The equation of a line is a fundamental concept in mathematics, providing a way to describe a straight line in the Cartesian coordinate system. In two dimensions, lines are often expressed via the slope-intercept form:

• If we know the slope (\(m\)) and y-intercept (\(b\)), we write the line equation as \(y = mx + b\).
• This formula directly tells you the slope of the line and where it crosses the y-axis.
• Another common form is the point-slope formula, which is especially handy for finding the equation of a line when a point on the line and the slope is known: \(y - y_1 = m(x - x_1)\), where \((x_1, y_1)\) is a specific point on the line.

Both these forms play a crucial role in writing the equations of altitudes in a triangle. For each altitude, we start by identifying the slope of the relevant side of the triangle and then find the perpendicular slope to help write its equation. Once we have a slope and a point (the vertex of the triangle from which the altitude is drawn), the point-slope form is used to derive the altitude's equation.
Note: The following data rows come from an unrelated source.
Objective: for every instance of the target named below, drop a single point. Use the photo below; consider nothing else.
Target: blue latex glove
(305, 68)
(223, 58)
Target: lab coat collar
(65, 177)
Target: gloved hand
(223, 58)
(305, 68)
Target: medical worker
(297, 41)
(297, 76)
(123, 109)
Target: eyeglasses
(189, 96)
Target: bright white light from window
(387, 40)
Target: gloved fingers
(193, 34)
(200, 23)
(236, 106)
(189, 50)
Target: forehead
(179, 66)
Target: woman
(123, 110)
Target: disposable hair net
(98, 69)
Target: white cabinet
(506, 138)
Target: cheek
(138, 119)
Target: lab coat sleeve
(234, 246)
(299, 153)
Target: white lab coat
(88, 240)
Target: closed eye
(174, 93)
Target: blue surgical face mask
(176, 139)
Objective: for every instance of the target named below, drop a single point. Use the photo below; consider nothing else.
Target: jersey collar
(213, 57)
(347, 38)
The intersection of two lines is the point at which they meet on the plane. When dealing with altitudes of a triangle, the idea is to find where these lines intersect, which is called the orthocenter of the triangle. To determine the intersection point:

• We need the equations of the two lines involved.
• Set the equations equal to each other to solve for \(x\)
• Substitute the found \(x\) value back into one of the line equations to determine \(y\).

For lines in the form \(y = mx + b\), equating them allows us to solve for a common \(x\). Once \(x\) is found, it is plugged back into either line equation to find the \(y\)-coordinate. This process identifies the exact coordinates where the two lines intersect. Such intersections are critical in various applications, such as finding the meeting point of altitudes in triangles, which confirms their concurrent nature.
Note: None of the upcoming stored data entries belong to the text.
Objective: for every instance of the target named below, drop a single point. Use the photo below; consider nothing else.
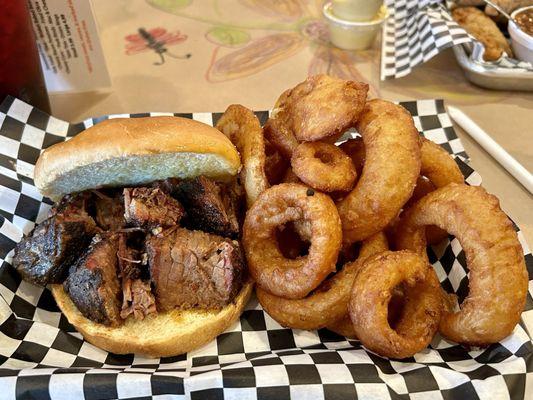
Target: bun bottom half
(162, 335)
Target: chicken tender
(483, 29)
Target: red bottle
(20, 67)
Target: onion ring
(279, 205)
(387, 181)
(329, 302)
(316, 109)
(434, 234)
(280, 136)
(371, 293)
(355, 149)
(242, 127)
(437, 169)
(498, 278)
(290, 177)
(323, 166)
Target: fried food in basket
(319, 108)
(278, 205)
(294, 236)
(483, 29)
(323, 166)
(498, 278)
(369, 304)
(242, 127)
(328, 303)
(392, 165)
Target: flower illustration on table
(295, 25)
(156, 39)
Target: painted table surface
(249, 51)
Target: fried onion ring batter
(392, 165)
(291, 278)
(318, 108)
(498, 278)
(323, 166)
(242, 127)
(329, 302)
(372, 291)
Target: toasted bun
(133, 151)
(165, 334)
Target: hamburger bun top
(134, 151)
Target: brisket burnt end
(209, 208)
(45, 255)
(151, 207)
(137, 296)
(193, 269)
(93, 284)
(109, 210)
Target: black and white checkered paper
(43, 357)
(416, 31)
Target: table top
(248, 52)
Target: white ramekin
(521, 41)
(356, 10)
(349, 35)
Perpendicular slopes are critical when working with geometric figures, like triangles, where understanding orthogonality is necessary. The slope of a line is a measure of its steepness, and for two lines to be perpendicular:

• Their slopes must be negative reciprocals of each other.
• This means if one line has a slope of \(m\), the perpendicular line will have a slope of \(-\frac{1}{m}\).
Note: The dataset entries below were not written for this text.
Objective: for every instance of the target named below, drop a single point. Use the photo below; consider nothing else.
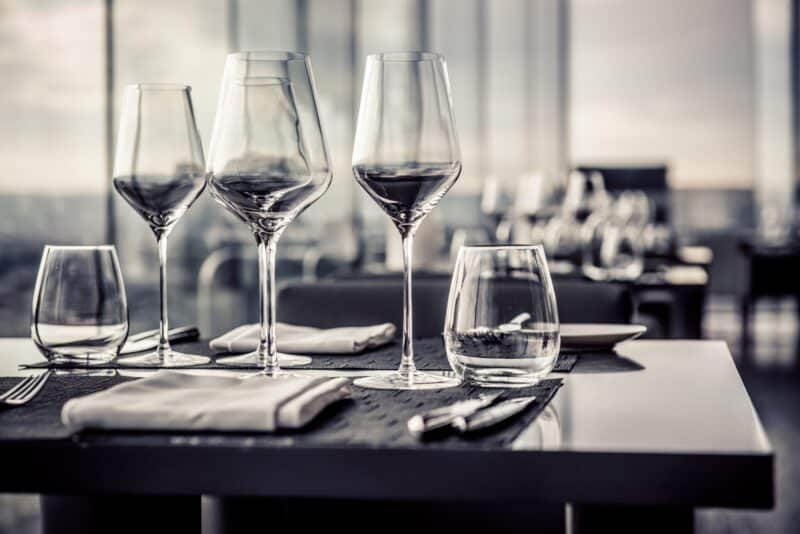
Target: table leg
(745, 309)
(251, 515)
(120, 514)
(591, 519)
This relationship is essential in deriving equations for altitudes of triangles, as these altitudes are perpendicular to the sides of the triangle. Thus, knowing the slope of a triangle's side allows us to easily compute the slope of the perpendicular altitude. This calculation is a preliminary step before using the point-slope formula to write the equation of the altitude and, subsequently, determine where it intersects with others.